Core Concepts
High energy consumption and latency time can be induced in multi-modal large language models (MLLMs) by crafting verbose samples, including verbose images and verbose videos, which maximize the length of generated sequences.
Abstract
The paper investigates the vulnerability of MLLMs, particularly image-based and video-based ones, to energy-latency manipulation. It is observed that energy consumption and latency time exhibit an approximately positive linear relationship with the length of generated sequences in MLLMs.
To induce high energy-latency cost, the authors propose verbose samples, including verbose images and verbose videos. For both modalities, two modality non-specific losses are designed: 1) Delayed EOS loss to delay the occurrence of the end-of-sequence (EOS) token, and 2) Uncertainty loss to enhance output uncertainty and break the original output dependency.

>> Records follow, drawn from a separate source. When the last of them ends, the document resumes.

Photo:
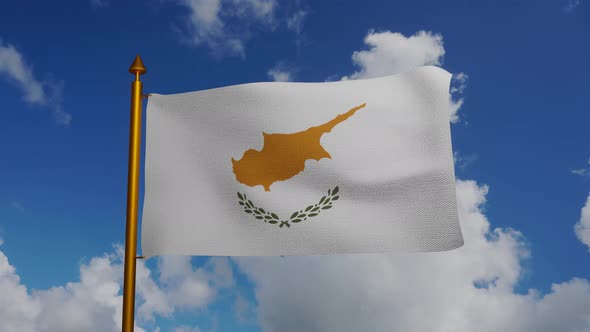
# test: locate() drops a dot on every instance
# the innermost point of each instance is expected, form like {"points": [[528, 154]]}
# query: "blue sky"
{"points": [[520, 137]]}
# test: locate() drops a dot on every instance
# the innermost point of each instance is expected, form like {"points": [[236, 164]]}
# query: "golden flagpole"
{"points": [[137, 68]]}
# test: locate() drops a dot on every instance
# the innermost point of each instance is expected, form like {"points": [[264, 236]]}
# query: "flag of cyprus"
{"points": [[362, 166]]}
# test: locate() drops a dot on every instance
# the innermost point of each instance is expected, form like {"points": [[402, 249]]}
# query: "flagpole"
{"points": [[137, 68]]}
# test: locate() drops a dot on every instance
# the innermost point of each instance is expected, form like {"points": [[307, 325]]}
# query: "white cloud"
{"points": [[462, 161], [207, 23], [278, 75], [45, 94], [295, 22], [187, 329], [582, 227], [392, 53], [467, 289], [94, 303]]}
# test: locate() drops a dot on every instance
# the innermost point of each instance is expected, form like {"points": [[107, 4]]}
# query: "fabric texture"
{"points": [[361, 166]]}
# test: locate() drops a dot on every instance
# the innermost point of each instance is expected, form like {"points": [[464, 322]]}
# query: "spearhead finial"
{"points": [[137, 66]]}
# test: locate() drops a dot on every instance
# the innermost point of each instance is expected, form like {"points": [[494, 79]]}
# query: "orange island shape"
{"points": [[283, 155]]}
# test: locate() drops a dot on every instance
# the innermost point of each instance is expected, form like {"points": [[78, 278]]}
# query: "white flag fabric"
{"points": [[361, 166]]}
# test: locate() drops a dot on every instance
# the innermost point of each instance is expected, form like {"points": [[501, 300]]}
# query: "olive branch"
{"points": [[325, 203]]}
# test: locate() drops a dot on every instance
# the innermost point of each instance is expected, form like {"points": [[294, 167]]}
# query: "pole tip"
{"points": [[137, 66]]}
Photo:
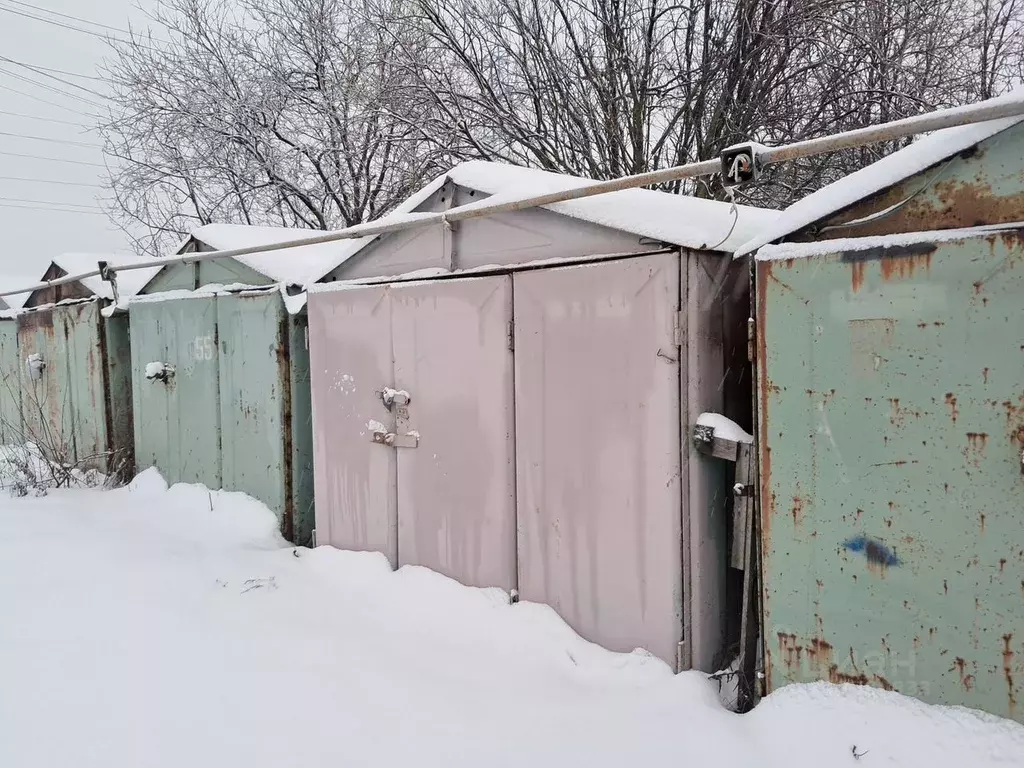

Additionally, modality-specific losses are proposed. For verbose images, a Token Diversity loss is introduced to promote diverse hidden states among all generated tokens. For verbose videos, a Frame Feature Diversity loss is proposed to increase the diversity of frame features, introducing inconsistent semantics.
A temporal weight adjustment algorithm is used to balance these losses during optimization. Experiments demonstrate that the proposed verbose samples can significantly extend the length of generated sequences, thereby inducing high energy-latency cost in MLLMs.
Stats
Energy consumption and latency time exhibit an approximately positive linear relationship with the length of generated sequences in MLLMs.
Our verbose images can increase the maximum length of generated sequences by 7.87x and 8.56x on MS-COCO and ImageNet datasets, respectively.
Our verbose videos can increase the maximum length of generated sequences by 4.04x and 4.14x on MSVD and TGIF datasets, respectively.
Quotes
"Once attackers maliciously induce high energy consumption and latency time (energy-latency cost) during the inference stage, it can exhaust computational resources and reduce the availability of MLLMs."
"The energy consumption is the amount of energy used on hardware during an inference, while the latency time represents the response time taken for the inference."